Probabilities can be empirically wrong, sure, but I find it weird to say that they’re “not probabilities” until they’re calibrated. If you imagine 20 scenarios in this class, and your brain says “I expect to be wrong in one of those”, that just is a probability straight up.
(This may come down to frequency vs belief interpretations of probability, but I think saying that beliefs aren’t probabilistic at all needs defending separately.)
So the pseudo-quantities in your example are strength ratings on a 1-10 scale?
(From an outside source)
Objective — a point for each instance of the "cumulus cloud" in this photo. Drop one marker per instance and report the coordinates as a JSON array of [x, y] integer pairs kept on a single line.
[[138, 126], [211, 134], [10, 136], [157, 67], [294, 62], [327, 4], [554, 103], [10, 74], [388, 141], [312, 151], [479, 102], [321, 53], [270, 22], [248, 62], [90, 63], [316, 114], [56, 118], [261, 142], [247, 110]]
I actually think that’s acceptable, assuming the ratings on the scale are equally spaced, and the weights correspond to the spacing. For instance, space strengths out from 1 to 10 evenly, space weights out from 1 to 10 evenly (where 10 is the best, i.e., lightest), where each interval corresponds to roughly the same level of improvement in the prototype. Then assign weights to go along with how important an improvement is along one axis compared to the other. For instance, if improving strength one point on the scale is twice as valuable as improving weight, we can give strength a weight of 2, and computations like:
Option A, strength 3, weight 6, total score 2(3) + 6 = 12
Option B, strength 5, weight 3, total score 2(5) + 3 = 13
make sense.
Still have one degree of freedom. What if you ranked from 10-20? or −5 to 5? As a limiting case consider rankings 100-110: the thing with the highest preference (strength) would totally swamp the calculation, becoming the only concern.
Once you have scale and offset correctly calibrated, you still need to worry about nonlinearity. In this case (using rank indexes), the problem is even worse. Like I said, rank indexes lose information. What if they are all the same wieght but one is drastically lighter? Consider that the rankings are identical no matter how much difference there is. That’s not right. Using something approximating a real-valued ranking (rank from 1-10) instead of rank indicies reduces the problem to mere nonlinearity.
This is not as hard as FAI, but it’s harder than pulling random numbers out of your butt, multiplying them, and calling it a decision procedure.
I agree that ranking the weights from 1 to N is idiotic because it doesn’t respect the relative importance of each characteristic. However, changing the ratings from 101-110 for every scale will just add a constant to each option’s value:
Option A, strength 103, mass 106, total score 2(103) + 106 = 312
Option B, strength 105, mass 103, total score 2(105) + 103 = 313
(I changed ‘weight to ‘mass’ to avoid confusion with the other meaning of ‘weight’)
I assume you mean using values for the weights that correspond to importance, which isn’t necessarily 1-10. For instance, if strength is 100 times more important than mass, we’d need to have weights of 100 and 1.
You’re right that this assumes that the final quality is a linear function of the component attributes: we could have a situation where strength becomes less important when mass passes a certain threshold, for instance. But using a linear approximation is often a good first step at the very least.
Remember that whenever you want a * for multiplying numbers together, you need to write \*.
Oops, I might have to look at that more closely. I think you are right. The shared offset cancels out.
Using 100 and 1 for something that is 100 times more important is correct (assuming you are able to estimate the weights (100x is awful suspicious)). Idiot procedures were using rank indicies, not real-valued weights.
agree. Linearlity is a valid assumption
The error is using uncalibrated rating from 0-10, or worse, rank indicies. Linear valued rating from 0-10 has the potential to carry the information properly, but that does not mean people can produce calibrated estimates there.
This is a very good general point, one that I natively seem to grasp, but even so I’d appreciate it if you wrote a top-level post about it.